I contend that a purebred puppy with registered papers is much like a beautiful chair from a well-respected design company. It is going to be great and it will be as magnificent as you expect it to be, should no catastrophic events alter its demeanor. For the wonderful rescue dogs and mutts out there – with a dotted history of trauma or neglect – one must tell their story. I would equate their growth to that of the plantation chairs of Werner Aisslinger‘s Chair Farm that debuted at Salone this year.

Chair Farm. Designed by Werner Aisslinger.

Growing a Chair with Pure Green Motivation: The Chair Farm by Werner Aisslinger.

Presented as in the Instant Stories exhibition by DMY of eco-friendly, modern seating in an artful display that dives into the Chair Farm story, Werner Aisslinger captivated the Milan Furniture Fair audience in Ventura Lambrate.
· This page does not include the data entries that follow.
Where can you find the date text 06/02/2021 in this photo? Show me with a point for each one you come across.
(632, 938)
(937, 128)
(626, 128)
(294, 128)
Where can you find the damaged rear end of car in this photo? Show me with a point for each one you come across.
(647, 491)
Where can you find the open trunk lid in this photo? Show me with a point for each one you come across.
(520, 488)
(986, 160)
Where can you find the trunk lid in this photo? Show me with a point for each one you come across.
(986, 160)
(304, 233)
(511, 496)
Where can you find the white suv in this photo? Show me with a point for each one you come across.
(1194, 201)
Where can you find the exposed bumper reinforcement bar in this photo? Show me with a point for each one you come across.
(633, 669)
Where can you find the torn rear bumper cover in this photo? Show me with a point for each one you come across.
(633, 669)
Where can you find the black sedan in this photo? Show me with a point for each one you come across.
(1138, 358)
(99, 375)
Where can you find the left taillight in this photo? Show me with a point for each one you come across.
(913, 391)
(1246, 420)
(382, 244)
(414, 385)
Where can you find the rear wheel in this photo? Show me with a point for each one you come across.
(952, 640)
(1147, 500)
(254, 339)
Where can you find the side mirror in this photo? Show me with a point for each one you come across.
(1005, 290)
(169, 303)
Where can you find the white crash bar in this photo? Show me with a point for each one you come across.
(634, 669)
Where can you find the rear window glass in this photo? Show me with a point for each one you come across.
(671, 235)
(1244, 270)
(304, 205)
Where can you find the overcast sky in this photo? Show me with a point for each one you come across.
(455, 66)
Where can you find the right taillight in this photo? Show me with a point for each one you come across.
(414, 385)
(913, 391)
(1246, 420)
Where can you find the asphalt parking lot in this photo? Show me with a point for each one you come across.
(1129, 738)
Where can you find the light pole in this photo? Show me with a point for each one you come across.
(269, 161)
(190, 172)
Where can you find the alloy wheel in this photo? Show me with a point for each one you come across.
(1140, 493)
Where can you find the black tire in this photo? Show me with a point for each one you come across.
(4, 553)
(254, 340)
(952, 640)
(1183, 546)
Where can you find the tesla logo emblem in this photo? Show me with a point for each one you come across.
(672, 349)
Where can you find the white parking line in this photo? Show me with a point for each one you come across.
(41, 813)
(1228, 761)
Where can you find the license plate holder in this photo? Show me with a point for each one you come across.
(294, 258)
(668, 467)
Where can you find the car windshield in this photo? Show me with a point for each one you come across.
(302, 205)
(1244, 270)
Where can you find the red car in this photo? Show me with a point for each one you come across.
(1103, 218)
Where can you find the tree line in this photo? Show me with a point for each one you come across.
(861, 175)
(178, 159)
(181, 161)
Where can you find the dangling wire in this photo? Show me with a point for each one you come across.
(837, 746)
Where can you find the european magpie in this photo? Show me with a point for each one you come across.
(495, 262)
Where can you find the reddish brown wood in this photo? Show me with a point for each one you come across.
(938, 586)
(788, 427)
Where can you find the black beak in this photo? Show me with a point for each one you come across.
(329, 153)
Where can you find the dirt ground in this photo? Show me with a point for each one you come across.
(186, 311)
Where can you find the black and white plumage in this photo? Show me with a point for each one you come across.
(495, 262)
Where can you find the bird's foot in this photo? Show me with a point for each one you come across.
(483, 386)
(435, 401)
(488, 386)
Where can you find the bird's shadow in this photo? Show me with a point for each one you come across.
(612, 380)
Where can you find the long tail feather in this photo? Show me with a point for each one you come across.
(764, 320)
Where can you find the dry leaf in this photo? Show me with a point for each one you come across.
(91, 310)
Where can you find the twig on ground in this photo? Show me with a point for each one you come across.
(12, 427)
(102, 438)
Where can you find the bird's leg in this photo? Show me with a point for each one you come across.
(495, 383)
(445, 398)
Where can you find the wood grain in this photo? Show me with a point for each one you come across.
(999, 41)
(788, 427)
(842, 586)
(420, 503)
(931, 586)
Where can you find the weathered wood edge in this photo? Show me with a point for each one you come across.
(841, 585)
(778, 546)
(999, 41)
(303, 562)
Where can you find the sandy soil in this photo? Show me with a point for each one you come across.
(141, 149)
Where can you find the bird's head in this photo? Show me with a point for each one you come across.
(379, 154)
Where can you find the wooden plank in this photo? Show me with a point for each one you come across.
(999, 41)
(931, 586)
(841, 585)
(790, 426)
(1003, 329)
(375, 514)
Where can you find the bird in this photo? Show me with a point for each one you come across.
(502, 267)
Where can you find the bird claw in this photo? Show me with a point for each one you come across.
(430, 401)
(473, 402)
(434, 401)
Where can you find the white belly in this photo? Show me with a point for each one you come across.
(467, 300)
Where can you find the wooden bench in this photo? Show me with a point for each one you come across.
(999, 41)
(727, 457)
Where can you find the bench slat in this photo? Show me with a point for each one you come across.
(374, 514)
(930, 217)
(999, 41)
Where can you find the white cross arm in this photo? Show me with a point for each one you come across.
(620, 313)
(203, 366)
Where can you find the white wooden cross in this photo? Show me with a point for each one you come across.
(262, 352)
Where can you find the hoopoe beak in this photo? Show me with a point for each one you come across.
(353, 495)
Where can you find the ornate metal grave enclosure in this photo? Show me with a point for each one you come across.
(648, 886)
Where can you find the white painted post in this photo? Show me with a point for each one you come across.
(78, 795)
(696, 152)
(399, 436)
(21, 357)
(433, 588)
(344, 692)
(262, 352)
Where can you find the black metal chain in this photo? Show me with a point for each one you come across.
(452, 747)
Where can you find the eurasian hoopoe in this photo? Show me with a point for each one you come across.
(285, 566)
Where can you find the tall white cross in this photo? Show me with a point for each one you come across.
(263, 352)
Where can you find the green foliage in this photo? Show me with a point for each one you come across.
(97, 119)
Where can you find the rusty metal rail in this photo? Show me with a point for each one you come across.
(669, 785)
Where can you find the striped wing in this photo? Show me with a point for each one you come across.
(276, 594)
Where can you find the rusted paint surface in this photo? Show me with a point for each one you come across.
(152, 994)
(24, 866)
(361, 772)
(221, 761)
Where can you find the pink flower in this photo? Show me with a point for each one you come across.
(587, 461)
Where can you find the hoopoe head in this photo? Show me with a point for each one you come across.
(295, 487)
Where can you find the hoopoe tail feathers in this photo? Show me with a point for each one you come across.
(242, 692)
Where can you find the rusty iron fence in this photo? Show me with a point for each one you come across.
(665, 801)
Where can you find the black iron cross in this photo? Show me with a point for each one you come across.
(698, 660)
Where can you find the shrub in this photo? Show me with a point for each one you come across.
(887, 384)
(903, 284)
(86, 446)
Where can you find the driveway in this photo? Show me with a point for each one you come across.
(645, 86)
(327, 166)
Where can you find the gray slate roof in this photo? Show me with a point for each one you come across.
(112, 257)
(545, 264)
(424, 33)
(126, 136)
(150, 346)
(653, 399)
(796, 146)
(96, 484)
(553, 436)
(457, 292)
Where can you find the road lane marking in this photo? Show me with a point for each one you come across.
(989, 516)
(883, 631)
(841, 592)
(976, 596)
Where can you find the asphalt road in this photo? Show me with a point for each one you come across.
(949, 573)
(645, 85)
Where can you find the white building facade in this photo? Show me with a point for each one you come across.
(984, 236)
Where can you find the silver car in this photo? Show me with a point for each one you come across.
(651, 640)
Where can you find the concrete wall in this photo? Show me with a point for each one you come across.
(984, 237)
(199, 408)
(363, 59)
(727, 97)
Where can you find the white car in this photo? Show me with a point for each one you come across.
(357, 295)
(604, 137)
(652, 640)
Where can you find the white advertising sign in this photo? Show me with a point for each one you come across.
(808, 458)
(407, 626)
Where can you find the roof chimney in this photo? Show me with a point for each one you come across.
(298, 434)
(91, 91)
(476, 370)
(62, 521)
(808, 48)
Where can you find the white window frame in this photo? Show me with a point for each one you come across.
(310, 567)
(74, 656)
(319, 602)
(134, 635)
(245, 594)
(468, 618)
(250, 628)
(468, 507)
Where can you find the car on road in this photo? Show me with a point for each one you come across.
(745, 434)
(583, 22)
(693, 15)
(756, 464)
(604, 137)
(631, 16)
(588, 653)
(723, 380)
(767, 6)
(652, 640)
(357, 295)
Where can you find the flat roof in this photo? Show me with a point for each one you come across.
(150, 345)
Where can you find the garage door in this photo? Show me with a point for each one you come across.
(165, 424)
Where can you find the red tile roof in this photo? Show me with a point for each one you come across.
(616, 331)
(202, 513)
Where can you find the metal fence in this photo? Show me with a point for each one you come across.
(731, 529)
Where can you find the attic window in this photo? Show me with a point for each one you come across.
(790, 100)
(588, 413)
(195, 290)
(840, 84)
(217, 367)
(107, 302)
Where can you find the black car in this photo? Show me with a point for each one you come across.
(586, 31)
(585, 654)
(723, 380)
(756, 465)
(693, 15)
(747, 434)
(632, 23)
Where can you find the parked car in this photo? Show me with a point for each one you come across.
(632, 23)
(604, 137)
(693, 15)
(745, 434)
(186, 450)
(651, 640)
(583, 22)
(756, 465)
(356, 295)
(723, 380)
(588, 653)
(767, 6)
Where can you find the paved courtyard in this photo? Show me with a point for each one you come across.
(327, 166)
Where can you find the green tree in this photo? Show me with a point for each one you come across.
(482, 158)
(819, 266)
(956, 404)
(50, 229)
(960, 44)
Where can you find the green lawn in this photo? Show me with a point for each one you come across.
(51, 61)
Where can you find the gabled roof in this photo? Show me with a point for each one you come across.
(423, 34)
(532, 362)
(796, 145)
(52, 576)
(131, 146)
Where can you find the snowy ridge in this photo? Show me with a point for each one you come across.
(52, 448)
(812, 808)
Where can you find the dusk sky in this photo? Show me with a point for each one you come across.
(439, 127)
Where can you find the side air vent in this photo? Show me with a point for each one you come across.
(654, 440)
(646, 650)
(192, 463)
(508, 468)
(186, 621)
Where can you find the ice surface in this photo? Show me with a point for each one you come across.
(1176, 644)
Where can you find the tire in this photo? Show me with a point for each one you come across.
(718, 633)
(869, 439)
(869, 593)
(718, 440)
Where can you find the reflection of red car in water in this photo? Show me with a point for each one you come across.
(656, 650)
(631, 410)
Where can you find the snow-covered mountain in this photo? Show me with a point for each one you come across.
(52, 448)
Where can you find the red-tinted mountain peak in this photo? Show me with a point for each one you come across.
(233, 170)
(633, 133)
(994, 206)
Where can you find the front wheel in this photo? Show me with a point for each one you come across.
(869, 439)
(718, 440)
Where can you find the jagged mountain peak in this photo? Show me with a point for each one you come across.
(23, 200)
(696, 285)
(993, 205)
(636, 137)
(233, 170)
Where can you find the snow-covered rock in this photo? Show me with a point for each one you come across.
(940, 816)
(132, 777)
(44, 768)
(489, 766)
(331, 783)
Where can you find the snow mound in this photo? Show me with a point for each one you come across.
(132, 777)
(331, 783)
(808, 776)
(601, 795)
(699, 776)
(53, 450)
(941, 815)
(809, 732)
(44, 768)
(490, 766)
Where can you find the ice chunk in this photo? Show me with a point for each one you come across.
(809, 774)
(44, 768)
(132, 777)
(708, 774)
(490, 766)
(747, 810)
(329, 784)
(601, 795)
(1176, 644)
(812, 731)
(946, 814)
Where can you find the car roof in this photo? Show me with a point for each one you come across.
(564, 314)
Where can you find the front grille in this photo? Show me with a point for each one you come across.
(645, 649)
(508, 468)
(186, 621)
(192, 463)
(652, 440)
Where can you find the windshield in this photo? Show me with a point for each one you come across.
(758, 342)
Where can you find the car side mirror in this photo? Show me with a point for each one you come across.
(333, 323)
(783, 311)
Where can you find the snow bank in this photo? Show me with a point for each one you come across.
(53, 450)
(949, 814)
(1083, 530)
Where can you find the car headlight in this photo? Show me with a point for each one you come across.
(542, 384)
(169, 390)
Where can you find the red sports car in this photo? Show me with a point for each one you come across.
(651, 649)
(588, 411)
As described by Berlin-based Studio Aisslinger, “Amidst the platforms showing the latest in furniture design, a greenhouse is staged. Visitors are confronted with a gigantic box that gives the impression as if it has just fallen from heaven.”

Chair Farm. Designed by Werner Aisslinger.

Continuing, they write that “this laboratory-like stage setup promises to be as spectacular as watching a dinosaur hatch from its egg: A chair is born from a steel corset! The only difference to the egg-comparison is the fact that the shell of the “chair farm” prototype is inside the chair’s structure instead of being outside.”

Chair Farm. Designed by Werner Aisslinger.

Chair Farm. Designed by Werner Aisslinger.

“After the removal of the corset, a unique chair is revealed – truly singular, because nature cannot be programmed to deliver a certain result.” So just as a garden’s seeds take shape in distinct sizes and bearing varying fruits, the Chair Farm gives us a bit of organic indulgence that touches on design as well as the growing spirit that fascinates us.

About the Designer: Werner Aisslinger is a German designer whose plantation chairs of the Chair Farm are produced by no “classical sense of the word”. Experimentally approaching functional design, industrial design and architecture has brought Aisslinger great success since he began his journey. An example of his imagination would be his “Juli chair for Cappellini that included a new type of foam, polyurethane integral foam, that was the first piece of its kind. This chair would become the first German chair design to be selected as a permanent exhibit at the MoMA in New York since 1964.